If insurance is such an integral part of our lives, then why is it not embraced by the public as a godsend, and why are premiums not paid enthusiastically? Why does the public demand that government regulate the insurance industry so that the consumer is protected? Why do consumers generally feel that they are being ripped off by the insurance industry, despite the heavy regulation? Why are the insurance carriers perceived as always trying to worm their way out of paying when something goes wrong; why do rates increase, even when you have a good claims record?

The answers to these and most other questions regarding the workings of the insurance business are hidden behind a facade. To the naked eye, the government and the insurance industry are in constant battle, with the government tirelessly working to protect the consumer, and the industry tirelessly working to fleece the consumer (its customers). Behind the facade is a fascinating partnership between the government and insurance companies.

What? How can these "mortal enemies" be partners? How can the government be partners with the evil perpetrators of public misery? And how can insurance companies be partners with the entity that is suppressing its revenues, working to expand the scope of its claims payments, and increasing expenses through compliance with the bureaucracy? This must be a misprint.

Sadly, it is not a misprint. In actuality, the partnership works very well, and allows both partners to flourish. How does it do this? Let's first look at the history of the partnership and see how we got where we are today.

The insurance business in the United States was marked by instability during much of the 19th Century. Companies were generally undercapitalized and ratemaking was mostly guesswork (because there was no historical loss data). The result was that the majority of companies went bankrupt, and many customers were left with large, unpaid claims.1 It is not hard to imagine that customers who suffered large losses (such as a house burning down) believed the government should step in and "do something" about this problem. At the same time, the surviving insurance companies were only too willing to accept "help" from the government in keeping their businesses solvent, in the name of protecting the consumer.2 This was the beginning of the insurance/government partnership.

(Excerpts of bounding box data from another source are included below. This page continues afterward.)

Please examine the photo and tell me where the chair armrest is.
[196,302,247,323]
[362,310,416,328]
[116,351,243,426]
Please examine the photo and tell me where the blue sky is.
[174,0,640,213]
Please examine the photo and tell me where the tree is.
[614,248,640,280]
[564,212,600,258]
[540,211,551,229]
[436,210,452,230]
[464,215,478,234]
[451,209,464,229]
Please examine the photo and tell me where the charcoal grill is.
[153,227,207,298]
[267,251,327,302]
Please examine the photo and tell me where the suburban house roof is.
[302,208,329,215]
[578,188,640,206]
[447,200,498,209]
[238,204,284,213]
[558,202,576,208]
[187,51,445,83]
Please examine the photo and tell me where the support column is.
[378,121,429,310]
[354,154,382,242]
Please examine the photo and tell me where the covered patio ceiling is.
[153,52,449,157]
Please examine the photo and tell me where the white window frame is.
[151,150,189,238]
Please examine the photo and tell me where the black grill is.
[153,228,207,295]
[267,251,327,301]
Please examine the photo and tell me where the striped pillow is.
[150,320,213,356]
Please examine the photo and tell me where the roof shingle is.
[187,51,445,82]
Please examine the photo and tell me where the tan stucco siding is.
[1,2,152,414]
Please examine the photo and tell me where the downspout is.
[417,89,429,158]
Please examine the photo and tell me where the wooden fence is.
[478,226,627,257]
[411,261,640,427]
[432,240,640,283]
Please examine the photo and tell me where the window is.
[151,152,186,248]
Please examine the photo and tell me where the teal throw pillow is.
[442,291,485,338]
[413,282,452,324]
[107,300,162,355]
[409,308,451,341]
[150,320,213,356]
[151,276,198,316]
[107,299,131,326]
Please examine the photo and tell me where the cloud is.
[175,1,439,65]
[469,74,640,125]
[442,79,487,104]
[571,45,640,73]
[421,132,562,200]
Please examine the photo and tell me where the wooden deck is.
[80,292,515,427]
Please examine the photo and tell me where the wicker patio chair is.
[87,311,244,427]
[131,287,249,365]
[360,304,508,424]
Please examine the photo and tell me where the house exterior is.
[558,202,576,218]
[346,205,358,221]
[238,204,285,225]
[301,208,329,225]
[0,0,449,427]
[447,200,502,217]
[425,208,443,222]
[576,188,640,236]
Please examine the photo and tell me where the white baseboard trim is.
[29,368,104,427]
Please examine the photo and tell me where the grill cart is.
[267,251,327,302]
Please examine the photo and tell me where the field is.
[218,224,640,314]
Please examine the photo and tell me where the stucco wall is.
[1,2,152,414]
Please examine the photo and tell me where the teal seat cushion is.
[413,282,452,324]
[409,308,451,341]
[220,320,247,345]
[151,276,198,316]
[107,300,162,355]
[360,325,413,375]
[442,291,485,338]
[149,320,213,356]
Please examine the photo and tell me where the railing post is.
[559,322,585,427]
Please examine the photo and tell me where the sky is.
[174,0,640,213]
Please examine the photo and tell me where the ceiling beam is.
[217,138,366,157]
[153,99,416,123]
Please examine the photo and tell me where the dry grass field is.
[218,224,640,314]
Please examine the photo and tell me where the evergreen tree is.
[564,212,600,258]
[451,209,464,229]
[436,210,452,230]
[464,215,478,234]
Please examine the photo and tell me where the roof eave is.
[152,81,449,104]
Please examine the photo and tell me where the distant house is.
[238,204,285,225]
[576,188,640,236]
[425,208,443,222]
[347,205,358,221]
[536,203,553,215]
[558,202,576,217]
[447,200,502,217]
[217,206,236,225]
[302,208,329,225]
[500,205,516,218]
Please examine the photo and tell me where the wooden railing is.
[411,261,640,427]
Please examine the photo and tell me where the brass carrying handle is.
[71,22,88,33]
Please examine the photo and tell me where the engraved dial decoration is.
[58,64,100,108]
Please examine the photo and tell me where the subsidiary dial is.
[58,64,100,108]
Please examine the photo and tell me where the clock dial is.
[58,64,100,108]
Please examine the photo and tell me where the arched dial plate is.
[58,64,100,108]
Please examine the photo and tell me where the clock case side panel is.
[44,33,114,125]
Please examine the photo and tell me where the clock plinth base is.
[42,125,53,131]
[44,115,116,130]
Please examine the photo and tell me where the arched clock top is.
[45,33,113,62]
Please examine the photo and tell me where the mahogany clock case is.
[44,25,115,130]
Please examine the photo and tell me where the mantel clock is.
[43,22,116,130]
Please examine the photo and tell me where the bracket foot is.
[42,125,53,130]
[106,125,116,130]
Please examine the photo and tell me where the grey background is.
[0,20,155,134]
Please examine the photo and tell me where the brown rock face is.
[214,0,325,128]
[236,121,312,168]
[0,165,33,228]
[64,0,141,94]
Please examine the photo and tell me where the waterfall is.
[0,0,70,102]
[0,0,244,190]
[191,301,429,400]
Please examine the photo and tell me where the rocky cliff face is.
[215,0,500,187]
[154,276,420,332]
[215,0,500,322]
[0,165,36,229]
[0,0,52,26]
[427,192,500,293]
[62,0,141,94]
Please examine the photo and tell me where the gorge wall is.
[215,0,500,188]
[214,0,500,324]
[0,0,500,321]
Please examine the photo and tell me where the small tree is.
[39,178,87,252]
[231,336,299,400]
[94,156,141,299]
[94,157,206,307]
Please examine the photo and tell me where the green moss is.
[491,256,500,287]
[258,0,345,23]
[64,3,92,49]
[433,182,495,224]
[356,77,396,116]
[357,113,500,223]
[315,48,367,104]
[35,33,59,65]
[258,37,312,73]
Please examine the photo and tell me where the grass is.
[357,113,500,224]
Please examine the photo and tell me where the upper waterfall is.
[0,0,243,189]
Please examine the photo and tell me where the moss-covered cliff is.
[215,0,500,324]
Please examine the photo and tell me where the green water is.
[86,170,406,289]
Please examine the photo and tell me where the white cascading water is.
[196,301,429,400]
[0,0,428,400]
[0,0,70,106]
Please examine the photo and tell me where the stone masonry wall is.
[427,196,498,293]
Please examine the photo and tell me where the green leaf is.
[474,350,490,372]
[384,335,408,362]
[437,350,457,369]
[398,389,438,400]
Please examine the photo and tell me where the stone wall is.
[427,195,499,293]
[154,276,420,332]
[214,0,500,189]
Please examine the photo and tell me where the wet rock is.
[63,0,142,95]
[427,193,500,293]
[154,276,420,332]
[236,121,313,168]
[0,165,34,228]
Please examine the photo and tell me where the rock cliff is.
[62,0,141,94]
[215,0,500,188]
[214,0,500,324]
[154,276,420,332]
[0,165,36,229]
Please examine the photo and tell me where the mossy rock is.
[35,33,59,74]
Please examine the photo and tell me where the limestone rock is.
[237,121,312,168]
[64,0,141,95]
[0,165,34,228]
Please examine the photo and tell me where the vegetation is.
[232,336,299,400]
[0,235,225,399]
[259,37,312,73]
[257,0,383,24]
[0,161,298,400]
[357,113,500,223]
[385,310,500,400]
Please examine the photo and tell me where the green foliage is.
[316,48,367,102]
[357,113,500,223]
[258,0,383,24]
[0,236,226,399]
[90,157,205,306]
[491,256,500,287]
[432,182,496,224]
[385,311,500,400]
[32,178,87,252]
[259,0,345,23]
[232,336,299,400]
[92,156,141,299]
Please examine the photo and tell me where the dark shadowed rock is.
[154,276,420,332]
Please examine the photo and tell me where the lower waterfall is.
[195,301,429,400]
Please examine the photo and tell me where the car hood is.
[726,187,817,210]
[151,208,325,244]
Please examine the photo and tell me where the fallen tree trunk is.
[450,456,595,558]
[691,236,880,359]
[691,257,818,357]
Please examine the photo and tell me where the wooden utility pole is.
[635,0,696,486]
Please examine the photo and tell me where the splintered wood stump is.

The stated reasons for government involvement in the insurance business have not changed much since then. A recent article in the FLORIDA STATE UNIVERSITY LAW REVIEW, entitled "Insurance Regulation in the United States," stated that:

Regulation of the insurance industry is necessary. As the United States Supreme Court has long recognized, insurance is a business coupled with a public interest. Consumers invest substantial sums in insurance coverage in advance, but the value of the insurance lies in the future performance of the various contingent obligations. Because the interests protected are so important-including an individual's future ability to provide for dependents in case of death or injury, to retire, to obtain necessary medical treatment, to replace damaged or destroyed property-regulation of the industry furthers public welfare.

Related reasons for regulation center on the complexity of insurance, and consumers' inability to obtain and understand information about insurance. Consumers are ill-equipped to assess a company's future solvency, to compare the coverage of various policies, or to evaluate a company's claims service. Theoretically, government regulation of insurance eliminates these problems. Regulation can ensure solvency and the insurer's ability to pay claims in the future, standardize policy coverage, require minimum coverage, and require fair claims processing.